City-Based Parking and Routing System
A Master Thesis Project
Abstract
People driving by car from point A to point B try to reach their destination as soon as possible. Along the route, however they can experience all sorts of delays. Unforeseen traffic jams, road maintenance and lack of route knowledge on the side of the driver are some of the most common problems that cause delays. Modern day navigational systems like TomTom are able to help the driver reach his destination as soon as possible by calculating a route that in theory represents the shortest route in time from point A to point B. However, the service offered by these devices is limited. The shortest routes in time presented by these devices are only theoretical since most devices are unable to take traffic jams, accidents and road maintenance into account relying solely on static routing algorithms. Furthermore, once the destination is reached the driver himself is required to search for suitable parking place, which can cause considerable delays and hampers the flow of other traffic within the city.
In this thesis, we propose to solve these two hiatuses in the level of service of navigational systems by introducing a City‐Based Parking and Routing System (CBPRS).

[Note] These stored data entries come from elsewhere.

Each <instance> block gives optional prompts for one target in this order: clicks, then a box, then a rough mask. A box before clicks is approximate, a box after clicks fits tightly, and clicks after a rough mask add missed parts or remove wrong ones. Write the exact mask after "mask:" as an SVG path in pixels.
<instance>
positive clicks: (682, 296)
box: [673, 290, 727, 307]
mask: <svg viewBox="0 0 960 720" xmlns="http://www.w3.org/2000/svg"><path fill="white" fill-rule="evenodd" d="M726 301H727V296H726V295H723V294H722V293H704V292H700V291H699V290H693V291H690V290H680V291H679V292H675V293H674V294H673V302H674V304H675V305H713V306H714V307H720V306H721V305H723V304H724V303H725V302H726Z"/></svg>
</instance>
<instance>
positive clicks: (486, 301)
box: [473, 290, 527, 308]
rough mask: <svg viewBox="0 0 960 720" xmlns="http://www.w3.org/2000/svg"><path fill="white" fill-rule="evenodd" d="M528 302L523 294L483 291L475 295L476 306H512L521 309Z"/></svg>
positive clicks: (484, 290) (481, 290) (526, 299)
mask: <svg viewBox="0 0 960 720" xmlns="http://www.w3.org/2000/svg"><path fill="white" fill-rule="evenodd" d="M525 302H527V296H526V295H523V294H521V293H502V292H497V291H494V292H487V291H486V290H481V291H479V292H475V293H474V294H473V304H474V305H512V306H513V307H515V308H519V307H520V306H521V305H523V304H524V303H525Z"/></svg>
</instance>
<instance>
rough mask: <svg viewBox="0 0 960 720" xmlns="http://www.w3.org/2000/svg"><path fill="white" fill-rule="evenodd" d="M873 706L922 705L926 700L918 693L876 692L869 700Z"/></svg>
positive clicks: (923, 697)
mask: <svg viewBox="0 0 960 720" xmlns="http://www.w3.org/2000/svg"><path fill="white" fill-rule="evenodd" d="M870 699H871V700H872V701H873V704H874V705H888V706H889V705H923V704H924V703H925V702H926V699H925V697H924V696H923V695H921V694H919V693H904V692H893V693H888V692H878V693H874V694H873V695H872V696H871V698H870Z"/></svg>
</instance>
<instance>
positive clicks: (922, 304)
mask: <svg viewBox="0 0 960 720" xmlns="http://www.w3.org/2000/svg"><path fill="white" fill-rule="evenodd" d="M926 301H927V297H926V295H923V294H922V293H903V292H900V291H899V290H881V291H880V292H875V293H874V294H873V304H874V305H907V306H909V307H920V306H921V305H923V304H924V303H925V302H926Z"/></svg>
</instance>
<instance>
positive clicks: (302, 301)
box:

The CBPRS is a distributed system that provides its participants with the comfort of a guaranteed parking place at their point of destination in combination with a time optimal route towards their destination from the outskirts of a city environment monitored by the CBPRS. The CBPRS consists out of a large set of intelligent lampposts placed near intersections and parking places that allow the CBPRS to communicate with CBPRS participants and monitor the status of parking places. Participating drivers reserve parking places monitored by the system via wireless communication with one of the intelligent lampposts placed at each intersection in the city. The system then guides the driver using a constant stream of directional information via the most time optimal path towards the reserved parking place. On the route towards the parking place, the driver provides the CBPRS with route delay information so that the system can calculate the most optimal route towards the destination.
The ant colony meta‐heuristic – originally deducted from the behavior of Argentinean ants – is adapted for hierarchical distributed routing in a city environment. The algorithm implements a hierarchy that separates normal roads from main roads and high ways. The normal roads are classified into colonies between which vehicles can travel via the main road network that resides on a higher hierarchical level. The ant‐based algorithm is fully distributed with routing tables residing at intelligent lampposts located at intersections. Route delay information communicated to the CBPRS is exchanged between lampposts by use of intelligent agents called ants. The ant‐based algorithm is thereby able to route vehicles using current and up‐to‐date information concerning the actual state of the traffic network, resulting in routes that are optimal in practice.
Via a series of experiments in ever larger and complex city environments, we tested the behavior of the CBPRS. During these experiments, we found that once environments reached the size of cities the CBPRS performed significantly better than static routing solutions offered by navigational systems. Vehicular distributions created by the ant‐based algorithm of the CBPRS proved to decrease overall travel times, increase traffic flows and lower the amount and duration of traffic jams within the environment.